Die Jugendstilvilla in der Wilhelmstraße 105 in Tübingen

Die großbürgerliche Villa entstand 1910, zurückgesetzt von der Wilhelmstraße, in freier, gartenstadtähnlicher Lage nach Plänen des Stuttgarter Architekten Heinrich Henes. Es handelt sich um einen vergleichsweise weitläufigen, eingeschossigen Putzbau über Rustika-Sockel und mit Werksteingliederung sowie einer einprägsamen Dachlandschaft (auf der westlichen Haushälfte Satteldach mit freiliegendem Fachwerk im Giebel, über der Osthälfte Walmdach). 1919 wurde eine Schleppgaupe im Satteldach zur Dachterrasse ausgebaut. Bauherr war der Chemiker Dr. Paul Krais.

Der vor allem in den Folgejahren recht bekannt gewordene Architekt Henes ist unter anderem auch der Erbauer von Marmorsaal und Teehaus der ehemaligen Villa Weißenburg in Stuttgart (Weißenburgpark) sowie einiger öffentlicher Bauten im pfälsischen Frankenthal (Altertumsmuseum, Rathaus, Friedhof-Anlagen). Außerdem gehört noch die Bergbahn auf den Merkur bei Baden-Baden zu seinen Werken.
Das Gebäude steht unter dem stilistischen Einfluss der zeitgenössischen englischen Landhausarchitektur, die seit 1904 in Deutschland besonders durch Hermann Muthesius publik gemacht wurde. In Tübingen wird diese Konzeption sonst kaum vertreten.

Bezeichnend sind die horizontale Lagerung des Baukörpers unter dem weit vorkragenden Dach, das den wichtigsten gestalterischen Akzent setzt, sowie das rechtwinklig angeordnete Fachwerk im Giebelfeld und der hohe Rustikasockel mit ihren deutlichen Bezügen auf eine vorstädtische oder ländliche Umgebung. Dazu gehört auch der sich vorwölbende Erker, der durch Stege in schmale Fensteröffnungen unterteilt ist und als besonders charakteristisches englisches Architekturmotiv gelten kann.

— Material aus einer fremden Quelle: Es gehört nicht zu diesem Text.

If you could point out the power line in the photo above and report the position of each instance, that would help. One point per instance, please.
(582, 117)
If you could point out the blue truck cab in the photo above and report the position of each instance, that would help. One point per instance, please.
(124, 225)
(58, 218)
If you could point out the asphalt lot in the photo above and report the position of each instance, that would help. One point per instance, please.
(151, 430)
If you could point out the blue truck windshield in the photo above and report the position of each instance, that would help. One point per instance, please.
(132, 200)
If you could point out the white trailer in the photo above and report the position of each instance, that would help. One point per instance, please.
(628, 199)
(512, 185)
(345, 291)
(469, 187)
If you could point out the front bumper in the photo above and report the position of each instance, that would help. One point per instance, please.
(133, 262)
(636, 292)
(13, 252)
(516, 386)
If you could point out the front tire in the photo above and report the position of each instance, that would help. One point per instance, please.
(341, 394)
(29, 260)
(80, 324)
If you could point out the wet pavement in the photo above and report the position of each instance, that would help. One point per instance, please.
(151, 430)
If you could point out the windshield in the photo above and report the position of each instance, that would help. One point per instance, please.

Der Grundriss, die Anordnung und Größe der einzelnen Räume, ist völlig dem Wohnzweck nach den Bedürfnissen des Bauherrn angepasst und nimmt keine Rücksicht auf Symmetrieachsen. Damit entspricht er einem berühmten Schlagwort der Erbauungszeit, wonach die Form der Funktion zu folgen hat, so dass sich die Gestalt aus dem Zweck ergibt. Diese Wirkung hat besonders das von vornherein ausgebaute Dachgeschoss, dessen zwei unterschiedlich gestalteten Hälften den Eindruck einer L-förmigen Anlage hervorrufen und mit Symmetrie und Asymmetrie spielen. Das ist im Übrigen auch ein Merkmal der so genannten Stilbewegung, die in Deutschland unter dem Namen „Jugendstil“ bekannt ist.
Es kommt zum Beispiel im Eingangsbereich zum Ausdruck, wo Zwillingsgaupen über der von Pilastern gerahmten Tür smmetrische Akzente setzen, die jedoch durch eine unregelmäßige Fensteranordnung wieder aufgehoben werden. Als gut überliefertes Landhaus samt Garten und Einfriedung ist das Gebäude Wilhelmstraße 105 trotz verschiedentlicher Umnutzungen in den letzten Jahrzehnten ein bis heute durch die Qualität seiner Architektur im Äußeren und Inneren sowie durch die Gediegenheit der erhaltenen Ausstattungsdetails (z.B. an Fenstern- Türen und Treppengeländern) höchst anschauliches Zeugnis für Wohn- und Lebensverhältnisse einer wohlhabenden bürgerlichen Gesellschaftsschicht in den Jahren vor dem ersten Weltkrieg. Es handelt sich daher um ein Kulturdenkmal aus künstlerischen und wissenschaftlichen (vor allem architekturgeschichtlichen) Gründen. An seiner Erhaltung besteht insbesondere wegen seines dokumentarischen und exemplarischen Wertes ein öffentliches Interesse.

Die Villa wird seit vielen Jahren als gewerbliches Gebäude genutzt. Als Mieter finden sich unterschiedliche Branchen: Neben einem Hersteller von Holz-Musikinstrumenten findet sich eine Arztpraxis sowie unterschiedliche Finanzdienstleistungs- und Beratungsunternehmen allgemeiner Art. Der gesunde Branchenmix wird sich weiter fortsetzen.